- Country: Pakistan
- Language: Urdu
- Genre: Satire

Publication
- Publication date: 1955

= Toba Tek Singh (short story) =

"Toba Tek Singh" ( ALA-LC: ALA-LC /ur/) is a short story written by Saadat Hasan Manto and published in 1955. It follows inmates in a Lahore asylum, some of whom are to be transferred to India following the 1947 Partition. According to a personal essay hosted at Columbia University by a scholar-in-training of Urdu literature, the story is a "powerful satire, and also a bitter indictment of the political processes and behavior patterns that produced [India's] Partition".

==Plot summary==
The story is set two or three years after the 1947 partition, when the governments of India and Pakistan decided to exchange some Muslim, Sikh and Hindu lunatics, and revolves around Bishan Singh, a Sikh inmate of an asylum in Lahore, who is from the town of Toba Tek Singh that has become part of Pakistan after the partition. As part of the exchange, Bishan Singh is sent under police escort to India, but upon being told that his hometown Toba Tek Singh is in Pakistan, he refuses to go. The story ends with Bishan lying down in the no man's land between the two barbed wire fences: "There, behind barbed wire, was Hindustan. Here, behind the same kind of barbed wire, was Pakistan. In between, on that piece of ground that had no name, lay Toba Tek Singh."

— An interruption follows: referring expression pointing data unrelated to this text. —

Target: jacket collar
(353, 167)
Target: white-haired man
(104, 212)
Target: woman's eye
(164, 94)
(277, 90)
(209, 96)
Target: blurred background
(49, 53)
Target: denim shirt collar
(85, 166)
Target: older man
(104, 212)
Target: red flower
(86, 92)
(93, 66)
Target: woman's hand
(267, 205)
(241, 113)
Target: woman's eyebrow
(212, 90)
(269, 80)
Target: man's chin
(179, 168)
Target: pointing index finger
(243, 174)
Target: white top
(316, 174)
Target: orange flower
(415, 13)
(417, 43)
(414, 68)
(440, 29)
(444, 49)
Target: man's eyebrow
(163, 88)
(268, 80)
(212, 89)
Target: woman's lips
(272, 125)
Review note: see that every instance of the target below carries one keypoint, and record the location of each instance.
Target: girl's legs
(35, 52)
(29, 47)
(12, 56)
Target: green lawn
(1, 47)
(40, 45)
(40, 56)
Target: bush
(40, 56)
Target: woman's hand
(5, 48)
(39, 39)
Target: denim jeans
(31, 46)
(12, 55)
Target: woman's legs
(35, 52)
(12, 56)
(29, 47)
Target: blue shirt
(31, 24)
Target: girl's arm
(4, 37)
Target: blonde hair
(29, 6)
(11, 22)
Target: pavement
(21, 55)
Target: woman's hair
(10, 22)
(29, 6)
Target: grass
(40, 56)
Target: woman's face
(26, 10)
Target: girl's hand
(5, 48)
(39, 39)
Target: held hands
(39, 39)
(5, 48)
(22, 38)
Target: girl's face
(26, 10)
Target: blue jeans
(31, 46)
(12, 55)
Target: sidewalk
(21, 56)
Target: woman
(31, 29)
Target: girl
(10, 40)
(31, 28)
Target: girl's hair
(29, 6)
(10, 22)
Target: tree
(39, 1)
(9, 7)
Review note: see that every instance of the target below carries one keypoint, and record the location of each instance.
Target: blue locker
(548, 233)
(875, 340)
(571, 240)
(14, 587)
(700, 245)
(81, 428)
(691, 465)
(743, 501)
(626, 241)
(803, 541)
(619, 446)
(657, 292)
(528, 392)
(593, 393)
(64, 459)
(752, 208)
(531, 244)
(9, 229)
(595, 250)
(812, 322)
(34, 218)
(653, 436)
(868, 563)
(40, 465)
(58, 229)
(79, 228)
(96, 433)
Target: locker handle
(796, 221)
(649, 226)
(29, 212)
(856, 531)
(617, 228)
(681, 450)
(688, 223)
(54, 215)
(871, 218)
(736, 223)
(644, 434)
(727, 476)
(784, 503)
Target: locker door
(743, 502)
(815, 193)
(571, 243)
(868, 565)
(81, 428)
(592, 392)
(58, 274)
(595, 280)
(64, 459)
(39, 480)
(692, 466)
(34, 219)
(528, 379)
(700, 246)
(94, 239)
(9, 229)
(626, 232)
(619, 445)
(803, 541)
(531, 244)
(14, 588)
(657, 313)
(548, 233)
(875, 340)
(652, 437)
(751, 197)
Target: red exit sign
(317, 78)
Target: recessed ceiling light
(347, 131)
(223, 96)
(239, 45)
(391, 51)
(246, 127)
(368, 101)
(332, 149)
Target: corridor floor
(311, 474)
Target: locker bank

==Bishan Singh's mutterings==
In the story, whenever Bishan Singh gets irritated he mutters or shouts a mix of Punjabi, Urdu and English which, though nonsensical, is indirectly pejorative of both India and Pakistan. For instance, "Upar di gur gur di annexe di bedhiyana di moong di daal of di Pakistan and Hindustan of di durr phitey mun", which means: "The inattention of the annexe of the rumbling upstairs of the dal of moong of the Pakistan and India of the go to bloody hell!"

== Adaptations ==
In 2006, Sarmad Sehbai adapted Toba Tek Singh, which aired on Pakistan Television on 3 December 2006.

A film based on a play adaptation of this story was made in 2005 by Afia Nathaniel. A short film named Toba Tek Singh was released in 2018 in India. This film is directed by Ketan Mehta.

==In popular culture==
On the 60th anniversary of Partition, the Pakistani theatre group Ajoka, as part of a series of plays and performances, performed a play adaptation in India. It was described as a "commentary on the state of affairs between the two countries, where sub-committees, committees and ministerial-level talks are the panacea for all problems".

In 2017, Naatak, America's Biggest Indian Theater, staged a grand musical based on the story. Staged at the Woodside Theater, with original music composed by Nachiketa Yakkundi of the RSV School of Music and dance choreographed by Shaira Bhan and Snigdha Singh of Dance Identity. The musical was written and directed by Sujit Saraf and is available to stream anytime.

In 2018, the British Broadcasting Corporation named the work among the 100 stories that shaped the world, alongside works by authors like Homer and Virginia Woolf.

The 2018 biographical film Manto featured the popular rant of the main protagonist in Toba Tek Singh. It is one of the five short stories by Manto that are featured in the film.

In 2020, British Pakistani rapper Riz Ahmed released a song titled "Toba Tek Singh" on his album A Long Goodbye, and there are multiple references in his film Mogul Mowgli.